Tenang, ini bukan nama tokoh anime atau robot canggih, kok! Hidrometeorologi adalah ilmu yang membahas hubungan antara cuaca dan air.
KBBI bilang, hidrometeorologi itu cabang meteorologi yang nyambung sama hidrologi, misalnya soal banjir, irigasi, tenaga air, sampai hidroelektrik.
Singkatnya, ilmu ini jadi biang utama kalau kita mau ngobrolin kenapa hujan deras bisa bikin banjir, atau kenapa musim kemarau panjang bikin sawah jadi retak-retak kayak hati yang ditinggal pas lagi sayang-sayangnya.

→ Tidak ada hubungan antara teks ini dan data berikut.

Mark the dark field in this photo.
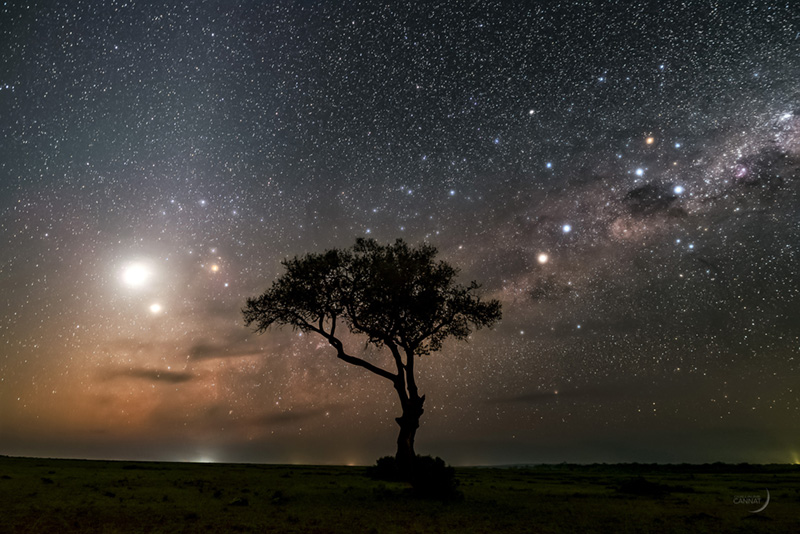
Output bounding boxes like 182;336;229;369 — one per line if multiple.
1;456;798;533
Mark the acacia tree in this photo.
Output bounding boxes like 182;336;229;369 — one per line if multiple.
242;238;501;469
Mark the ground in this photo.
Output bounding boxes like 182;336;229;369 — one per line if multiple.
1;456;798;533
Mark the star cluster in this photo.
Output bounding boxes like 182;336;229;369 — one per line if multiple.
1;1;799;464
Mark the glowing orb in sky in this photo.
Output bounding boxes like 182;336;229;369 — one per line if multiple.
645;136;655;145
537;253;549;264
122;262;152;287
149;303;162;314
210;264;220;272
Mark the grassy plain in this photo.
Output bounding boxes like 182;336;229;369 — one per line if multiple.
1;456;798;533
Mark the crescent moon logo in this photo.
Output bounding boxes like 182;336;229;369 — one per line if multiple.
750;489;770;513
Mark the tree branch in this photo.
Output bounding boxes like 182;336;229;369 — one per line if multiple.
294;317;397;382
416;307;459;350
331;341;397;382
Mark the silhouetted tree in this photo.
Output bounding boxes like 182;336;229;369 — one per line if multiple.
243;238;501;471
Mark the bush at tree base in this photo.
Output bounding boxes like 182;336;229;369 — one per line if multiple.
366;455;462;500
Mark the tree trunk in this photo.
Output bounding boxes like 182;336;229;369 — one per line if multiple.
395;396;424;475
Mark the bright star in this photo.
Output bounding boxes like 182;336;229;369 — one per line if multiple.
635;168;645;176
562;224;572;233
122;263;152;288
149;303;162;314
673;185;684;195
537;253;549;264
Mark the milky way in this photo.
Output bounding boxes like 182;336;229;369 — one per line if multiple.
1;1;799;464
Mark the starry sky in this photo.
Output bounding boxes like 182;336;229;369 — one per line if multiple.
1;1;799;466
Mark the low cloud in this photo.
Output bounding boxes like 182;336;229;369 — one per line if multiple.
188;342;263;361
99;367;195;384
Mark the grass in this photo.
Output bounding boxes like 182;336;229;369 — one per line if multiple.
1;456;798;533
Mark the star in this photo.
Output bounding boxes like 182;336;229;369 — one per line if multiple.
122;263;152;288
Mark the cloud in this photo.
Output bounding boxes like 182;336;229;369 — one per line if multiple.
99;367;195;384
186;319;295;360
189;342;254;360
187;341;265;361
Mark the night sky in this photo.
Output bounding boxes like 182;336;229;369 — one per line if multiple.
1;1;799;466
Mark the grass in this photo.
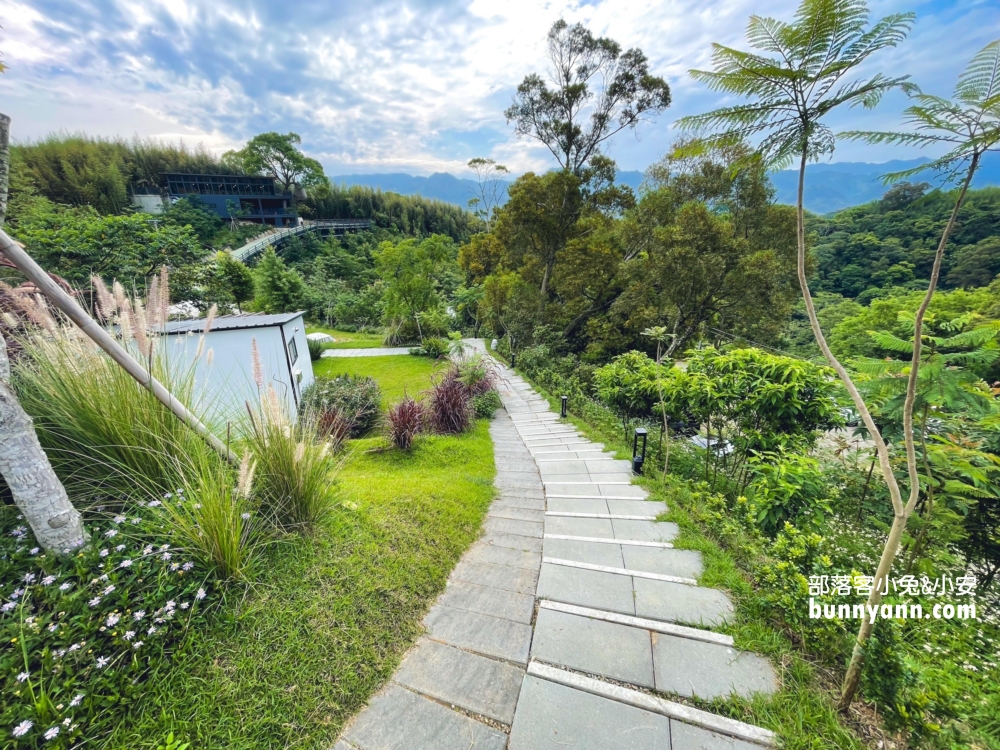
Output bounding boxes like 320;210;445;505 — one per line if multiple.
313;354;443;405
305;326;386;349
105;421;497;749
522;377;866;750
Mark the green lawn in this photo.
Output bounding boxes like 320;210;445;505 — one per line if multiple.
305;326;386;349
313;354;443;404
106;422;496;749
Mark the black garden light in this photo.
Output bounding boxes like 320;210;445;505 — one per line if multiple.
632;427;648;475
561;396;568;418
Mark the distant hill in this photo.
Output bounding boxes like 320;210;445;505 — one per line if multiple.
330;154;1000;215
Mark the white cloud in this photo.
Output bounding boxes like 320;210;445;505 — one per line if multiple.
3;0;996;175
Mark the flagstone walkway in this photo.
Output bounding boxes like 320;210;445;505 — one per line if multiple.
335;344;778;749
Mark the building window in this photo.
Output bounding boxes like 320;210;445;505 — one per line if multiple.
287;337;298;364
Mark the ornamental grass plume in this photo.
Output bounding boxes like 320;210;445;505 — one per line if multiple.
386;395;423;450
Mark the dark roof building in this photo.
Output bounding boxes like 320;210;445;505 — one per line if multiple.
161;173;298;227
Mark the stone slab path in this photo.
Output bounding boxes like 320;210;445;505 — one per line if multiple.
321;347;412;357
336;343;779;749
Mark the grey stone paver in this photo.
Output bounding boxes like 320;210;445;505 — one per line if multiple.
481;532;543;553
634;578;735;626
394;639;525;724
546;497;608;513
508;676;672;749
670;719;768;750
652;633;778;700
424;604;532;664
545;515;615;537
451;560;539;593
613;518;680;542
343;684;508;750
465;542;541;569
483;516;544;538
437;579;536;624
622;547;703;579
532;608;656;688
607;499;668;516
489;506;545;523
537;562;636;615
543;538;625;568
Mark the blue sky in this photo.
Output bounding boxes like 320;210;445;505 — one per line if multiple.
2;0;997;178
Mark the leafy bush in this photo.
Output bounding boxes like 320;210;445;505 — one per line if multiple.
426;371;473;434
746;450;834;535
300;375;381;437
457;356;498;397
307;338;324;362
1;506;213;747
245;386;339;530
410;337;449;359
593;351;661;438
386;396;423;449
472;390;502;419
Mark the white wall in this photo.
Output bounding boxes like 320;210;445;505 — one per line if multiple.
164;315;314;427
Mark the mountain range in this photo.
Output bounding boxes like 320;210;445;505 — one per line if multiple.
330;152;1000;216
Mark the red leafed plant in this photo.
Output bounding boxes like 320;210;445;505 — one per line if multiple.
427;370;473;435
386;395;423;449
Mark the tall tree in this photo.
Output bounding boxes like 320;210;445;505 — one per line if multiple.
216;251;255;313
0;108;88;552
467;158;510;231
505;19;671;174
223;132;328;194
677;0;915;710
252;248;305;314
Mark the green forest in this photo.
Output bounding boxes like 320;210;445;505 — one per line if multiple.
3;7;1000;746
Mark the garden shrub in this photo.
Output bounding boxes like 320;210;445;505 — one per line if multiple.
746;450;834;535
426;371;473;434
307;338;323;362
386;396;423;450
410;337;449;359
1;505;213;748
300;375;381;437
472;390;502;419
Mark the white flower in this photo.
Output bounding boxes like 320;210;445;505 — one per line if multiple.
161;544;171;551
23;572;36;584
113;515;126;524
241;513;251;520
148;500;162;508
47;623;58;632
100;549;109;558
70;693;84;707
2;602;15;613
132;641;144;650
16;671;29;682
96;656;110;668
192;503;201;510
115;544;126;552
147;626;157;635
103;585;116;595
124;630;135;641
106;613;120;627
68;643;81;652
182;562;194;571
165;600;176;610
12;587;24;599
44;726;59;740
133;610;145;621
104;529;118;538
12;720;32;737
162;552;172;561
163;493;173;499
59;583;72;591
143;546;153;556
29;547;39;555
131;517;141;525
119;559;133;569
170;563;180;571
41;575;56;586
175;488;183;494
195;588;206;600
180;602;190;610
62;718;71;726
89;597;101;607
99;574;109;581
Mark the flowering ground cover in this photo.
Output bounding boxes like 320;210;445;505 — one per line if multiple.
101;422;495;748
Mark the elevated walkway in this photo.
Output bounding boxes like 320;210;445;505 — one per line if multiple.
230;219;371;263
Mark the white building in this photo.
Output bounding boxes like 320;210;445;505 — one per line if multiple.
163;312;314;423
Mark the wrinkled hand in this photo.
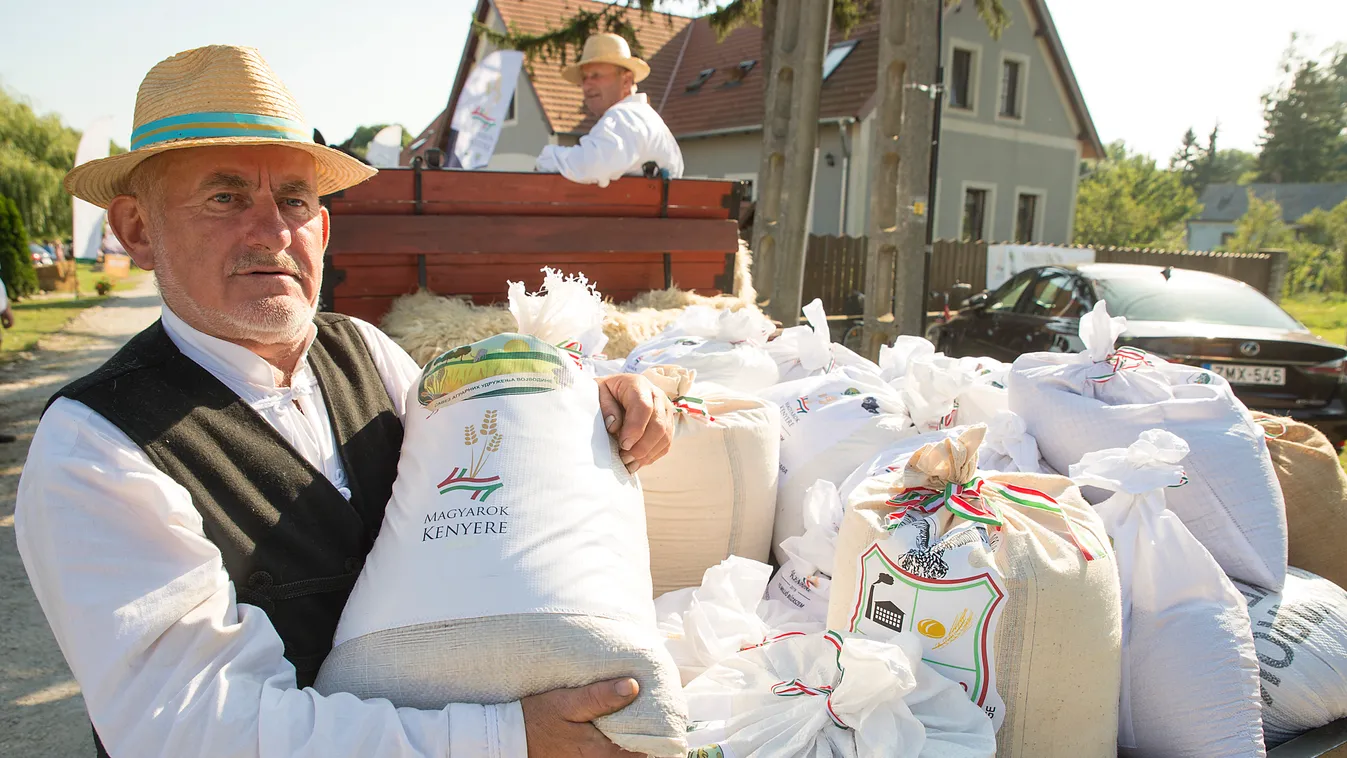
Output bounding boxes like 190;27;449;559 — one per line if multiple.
596;373;675;474
522;678;646;758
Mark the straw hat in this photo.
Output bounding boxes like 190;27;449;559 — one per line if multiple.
64;45;376;209
561;33;651;86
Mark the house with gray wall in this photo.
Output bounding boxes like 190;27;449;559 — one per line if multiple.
409;0;1104;244
1187;183;1347;251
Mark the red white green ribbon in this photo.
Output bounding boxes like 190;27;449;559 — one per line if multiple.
739;631;808;652
885;477;1100;561
672;395;716;423
766;630;850;729
770;678;833;698
1087;346;1153;383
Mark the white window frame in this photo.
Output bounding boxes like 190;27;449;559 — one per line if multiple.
723;172;758;201
946;38;982;117
1013;186;1047;243
959;180;997;242
996;52;1030;124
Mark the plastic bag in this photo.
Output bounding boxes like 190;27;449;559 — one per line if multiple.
879;338;1009;430
1072;430;1263;758
684;630;996;758
767;298;880;382
767;481;846;623
1009;299;1288;589
977;411;1049;474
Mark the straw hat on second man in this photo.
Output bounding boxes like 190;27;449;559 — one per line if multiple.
561;33;651;86
64;45;376;209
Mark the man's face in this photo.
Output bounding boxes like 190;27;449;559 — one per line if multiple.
580;63;633;116
122;145;327;346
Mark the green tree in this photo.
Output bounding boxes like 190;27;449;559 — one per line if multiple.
1226;191;1294;254
0;194;38;300
0;88;80;241
1074;141;1202;248
1171;125;1258;194
1298;198;1347;292
342;124;414;160
1256;42;1347;183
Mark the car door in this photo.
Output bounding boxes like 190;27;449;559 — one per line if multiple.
1016;270;1092;354
960;269;1039;361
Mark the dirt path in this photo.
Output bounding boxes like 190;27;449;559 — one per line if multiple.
0;277;161;757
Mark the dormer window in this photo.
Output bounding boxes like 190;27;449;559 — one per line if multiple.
685;68;715;93
822;40;858;80
722;59;757;87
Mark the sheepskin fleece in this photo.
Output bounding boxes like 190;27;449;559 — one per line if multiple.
380;240;759;365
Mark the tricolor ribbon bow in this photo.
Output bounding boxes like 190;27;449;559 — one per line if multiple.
884;477;1100;561
672;395;716;423
556;341;585;368
768;631;852;730
1087;345;1153;384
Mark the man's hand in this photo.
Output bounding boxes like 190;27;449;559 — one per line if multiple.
522;678;645;758
596;373;675;474
1;306;12;329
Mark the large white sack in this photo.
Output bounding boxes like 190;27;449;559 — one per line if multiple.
758;367;916;562
766;298;880;382
654;557;818;685
766;480;846;623
315;271;686;756
624;305;779;392
684;631;997;758
1008;300;1288;589
1236;567;1347;748
1072;430;1264;758
639;367;779;595
977;410;1051;474
880;338;1009;430
827;426;1123;757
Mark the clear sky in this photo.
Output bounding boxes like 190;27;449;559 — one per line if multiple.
1;0;1343;162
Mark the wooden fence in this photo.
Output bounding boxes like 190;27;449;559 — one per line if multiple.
802;236;1282;315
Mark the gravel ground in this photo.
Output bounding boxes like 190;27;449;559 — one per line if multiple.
0;277;160;757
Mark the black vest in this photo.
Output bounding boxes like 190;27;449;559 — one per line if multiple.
47;314;404;757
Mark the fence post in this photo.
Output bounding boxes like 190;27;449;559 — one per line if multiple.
1261;248;1290;303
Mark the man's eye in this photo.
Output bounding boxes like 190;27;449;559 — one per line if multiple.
212;193;234;204
283;198;307;208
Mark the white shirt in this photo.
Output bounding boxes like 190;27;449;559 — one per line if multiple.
0;275;8;312
535;93;685;187
15;306;528;758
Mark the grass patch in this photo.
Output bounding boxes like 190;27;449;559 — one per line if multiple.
1;261;147;358
1282;294;1347;344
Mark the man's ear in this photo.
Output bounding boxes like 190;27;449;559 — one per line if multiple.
107;195;157;271
320;205;330;251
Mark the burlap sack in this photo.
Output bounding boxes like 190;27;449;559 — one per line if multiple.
826;426;1122;758
639;368;779;595
315;273;686;756
1252;412;1347;590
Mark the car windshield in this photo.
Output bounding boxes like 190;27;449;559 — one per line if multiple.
1092;270;1305;330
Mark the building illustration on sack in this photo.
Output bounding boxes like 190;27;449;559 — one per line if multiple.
437;409;505;502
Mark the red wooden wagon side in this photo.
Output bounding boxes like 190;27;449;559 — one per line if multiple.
321;166;747;324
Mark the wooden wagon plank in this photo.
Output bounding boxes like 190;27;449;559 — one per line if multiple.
328;216;739;256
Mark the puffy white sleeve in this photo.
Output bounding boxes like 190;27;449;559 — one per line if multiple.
0;276;8;312
14;398;528;758
530;109;648;188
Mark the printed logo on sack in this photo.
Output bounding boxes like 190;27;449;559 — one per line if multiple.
418;334;571;412
688;747;726;758
849;541;1007;728
437;409;505;502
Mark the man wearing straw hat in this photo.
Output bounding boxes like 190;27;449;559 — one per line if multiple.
535;33;684;187
16;45;672;758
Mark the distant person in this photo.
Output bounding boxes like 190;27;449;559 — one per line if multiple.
0;272;13;444
535;33;683;186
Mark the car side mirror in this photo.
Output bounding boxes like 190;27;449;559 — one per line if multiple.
964;291;989;310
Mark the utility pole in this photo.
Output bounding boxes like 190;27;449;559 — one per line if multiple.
750;0;833;325
860;0;941;359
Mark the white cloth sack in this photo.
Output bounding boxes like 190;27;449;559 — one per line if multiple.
639;368;780;595
757;367;916;562
316;271;686;756
1072;430;1264;758
977;411;1050;474
654;557;818;685
766;298;880;382
880;338;1009;430
623;305;779;392
1009;300;1288;589
1236;567;1347;748
684;631;996;758
767;480;847;623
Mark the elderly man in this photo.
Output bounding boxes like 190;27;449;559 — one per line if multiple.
535;33;684;187
17;45;672;758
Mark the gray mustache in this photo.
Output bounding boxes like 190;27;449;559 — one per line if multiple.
232;253;304;277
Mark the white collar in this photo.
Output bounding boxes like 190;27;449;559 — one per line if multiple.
613;93;648;109
160;305;317;391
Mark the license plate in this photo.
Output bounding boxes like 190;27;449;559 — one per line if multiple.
1203;363;1286;386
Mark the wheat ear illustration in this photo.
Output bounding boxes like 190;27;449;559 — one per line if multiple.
933;609;973;650
468;411;503;477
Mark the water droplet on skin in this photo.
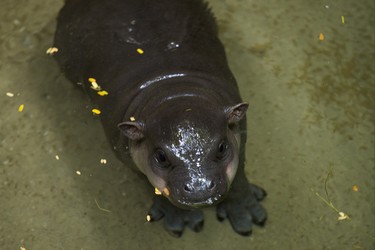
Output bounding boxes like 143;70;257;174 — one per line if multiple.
167;41;180;50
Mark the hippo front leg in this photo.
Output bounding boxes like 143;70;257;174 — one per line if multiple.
216;159;267;236
147;195;204;237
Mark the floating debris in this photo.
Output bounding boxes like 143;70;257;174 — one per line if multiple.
6;92;14;97
100;159;107;164
76;170;81;175
130;116;136;122
352;185;359;192
55;155;60;160
341;16;345;24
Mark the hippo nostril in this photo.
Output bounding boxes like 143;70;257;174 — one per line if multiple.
184;180;215;193
207;181;215;190
184;184;193;193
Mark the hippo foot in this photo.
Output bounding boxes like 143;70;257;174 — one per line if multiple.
216;183;267;236
147;195;204;237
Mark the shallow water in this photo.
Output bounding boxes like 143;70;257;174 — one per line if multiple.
0;0;374;249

Di Indonesia, bencana hidrometeorologi sudah kayak langganan tahunan. Menurut data BNPB, pada periode 2019 tercatat bahwa 98 persen bencana yang terjadi di negeri ini berhubungan sama fenomena cuaca atau yang disebut bencana hidrometeorologi .
Bayangin, dari 100 kejadian bencana, cuma 2 yang nggak berhubungan dengan cuaca. Sisanya? Pesta pora banjir, longsor, angin puting beliung, dan teman-temannya.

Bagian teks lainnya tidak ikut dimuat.